Meningkatnya jumlah penderita penyakit infeksi saluran pernapasan atas (ISPA) dan kanker paru-paru. Hal ini bisa menyebabkan kematian bagi penderita berusia lanjut dan anak-anak. Polusi asap ini juga bisa menambah parah penyakit para penderita TBC/asma.
Asap yang ditimbulkan menyebabkan gangguan di berbagai segi kehidupan masyarakat antara lain pendidikan, agama dan ekonomi. Banyak sekolah yang terpaksa diliburkan pada saat kabut asap berada di tingkat yang berbahaya. Penduduk dihimbau tidak bepergian jika tidak ada keperluan mendesak. Hal ini mengganggu kegiatan keagamaan dan mengurangi kegiatan perdagangan/ekonomi. Gangguan asap juga terjadi pada sarana perhubungan/transportasi yaitu berkurangnya batas pandang. Banyak pelabuhan udara yang ditutup pada saat pagi hari di musim kemarau karena jarak pandang yang terbatas bisa berbahaya bagi penerbangan. Sering terjadi kecelakaan tabrakan antar perahu di sungai-sungai, karena terbatasnya jarak pandang.
Musnahnya bangunan, mobil, sarana umum dan harta benda lainnya.

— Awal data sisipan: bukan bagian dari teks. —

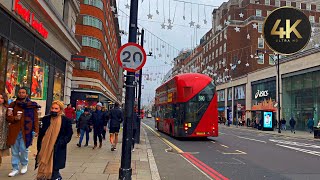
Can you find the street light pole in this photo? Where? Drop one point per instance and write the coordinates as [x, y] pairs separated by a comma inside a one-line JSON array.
[[125, 170], [279, 107]]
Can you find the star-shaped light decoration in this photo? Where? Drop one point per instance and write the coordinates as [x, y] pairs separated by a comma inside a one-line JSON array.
[[191, 23], [149, 16], [163, 26], [113, 9], [255, 26], [219, 28]]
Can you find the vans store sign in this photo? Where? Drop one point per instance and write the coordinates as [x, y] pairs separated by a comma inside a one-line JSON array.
[[260, 94], [28, 16]]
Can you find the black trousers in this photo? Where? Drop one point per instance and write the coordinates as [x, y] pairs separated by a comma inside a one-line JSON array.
[[56, 175], [96, 135], [134, 131]]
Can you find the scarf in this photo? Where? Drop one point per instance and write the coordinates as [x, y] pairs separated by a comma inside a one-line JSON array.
[[45, 157], [29, 116]]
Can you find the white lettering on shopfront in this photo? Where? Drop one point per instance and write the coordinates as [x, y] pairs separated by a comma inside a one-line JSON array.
[[261, 94]]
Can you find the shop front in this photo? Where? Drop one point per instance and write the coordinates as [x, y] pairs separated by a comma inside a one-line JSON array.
[[263, 98], [239, 105], [26, 61], [301, 97]]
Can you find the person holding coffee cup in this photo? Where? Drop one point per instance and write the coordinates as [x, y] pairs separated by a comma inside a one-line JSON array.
[[23, 118], [4, 149]]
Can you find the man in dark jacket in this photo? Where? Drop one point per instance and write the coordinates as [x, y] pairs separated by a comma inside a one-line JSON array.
[[98, 122], [116, 118], [83, 125]]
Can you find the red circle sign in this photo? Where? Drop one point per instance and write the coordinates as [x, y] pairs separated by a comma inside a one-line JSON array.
[[131, 57]]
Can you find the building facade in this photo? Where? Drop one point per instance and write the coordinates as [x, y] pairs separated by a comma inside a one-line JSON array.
[[99, 77], [37, 40]]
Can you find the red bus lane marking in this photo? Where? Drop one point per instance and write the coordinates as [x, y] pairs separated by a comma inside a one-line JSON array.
[[213, 173]]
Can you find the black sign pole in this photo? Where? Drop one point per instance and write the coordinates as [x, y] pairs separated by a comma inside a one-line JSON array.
[[125, 170], [137, 138]]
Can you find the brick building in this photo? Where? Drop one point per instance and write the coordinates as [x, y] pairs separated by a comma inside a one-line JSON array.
[[99, 78]]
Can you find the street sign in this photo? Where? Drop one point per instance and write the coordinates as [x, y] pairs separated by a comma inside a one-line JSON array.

Efek yang ditimbulkan oleh polutan tergantung dari besarnya pajanan (terkait dosis/kadarnya di udara dan lama/waktu pajanan) dan juga faktor kerentanan host (individu) yang bersangkutan (misal: efek buruk lebih mudah terjadi pada anak, individu pengidap penyakit jantung-pembuluh darah dan pernapasan, serta penderita diabetes melitus). Pajanan polutan udara dapat mengenai bagian tubuh manapun, dan tidak terbatas pada inhalasi ke saluran pernapasan saja. Sebagai contoh, pengaruh polutan udara juga dapat menimbulkan iritasi pada kulit dan mata. Namun demikian, sebagian besar penelitian polusi udara terfokus pada efek akibat inhalasi/terhirup melalui saluran pernapasan mengingat saluran napas merupakan pintu utama masuknya polutan udara kedalam tubuh. Selain faktor zat aktif yang dibawa oleh polutan tersebut, ukuran polutan juga menentukan lokasi anatomis terjadinya deposit polutan dan juga efeknya terhadap jaringan sekitar. Fine PM (<1 μm) dapat dengan mudah terserap masuk ke pembuluh darah sistemik.
Berikut ini beberapa mekanisme biologis bagaimana polutan udara mencetuskan gejalapenyakit:
Timbulnya reaksi radang/inflamasi pada paru, misalnya akibat PM atau ozon.
Terbentuknya radikal bebas/stres oksidatif, misalnya PAH(polyaromatic hydrocarbons).
Modifikasi ikatan kovalen terhadap protein penting intraselular seperti enzim-enzim yang bekerja dalam tubuh.
Komponen biologis yang menginduksi inflamasi/peradangan dan gangguan system imunitas tubuh, misalnya golongan glukan dan endotoksin.
Stimulasi sistem saraf otonom dan nosioreseptor yang mengatur kerja jantung dan saluran napas.
Efek adjuvant (tidak secara langsung mengaktifkan sistem imun) terhadap sistem imunitas tubuh, misalnya logam golongan transisi dan DEP/diesel exhaust particulate.
Efek procoagulant yang dapat menggangu sirkulasi darah dan memudahkan penyebaran polutan ke seluruh tubuh, misalnya ultrafine PM.
Menurunkan sistem pertahanan tubuh normal (misal: dengan menekan fungsi alveolar makrofag pada paru).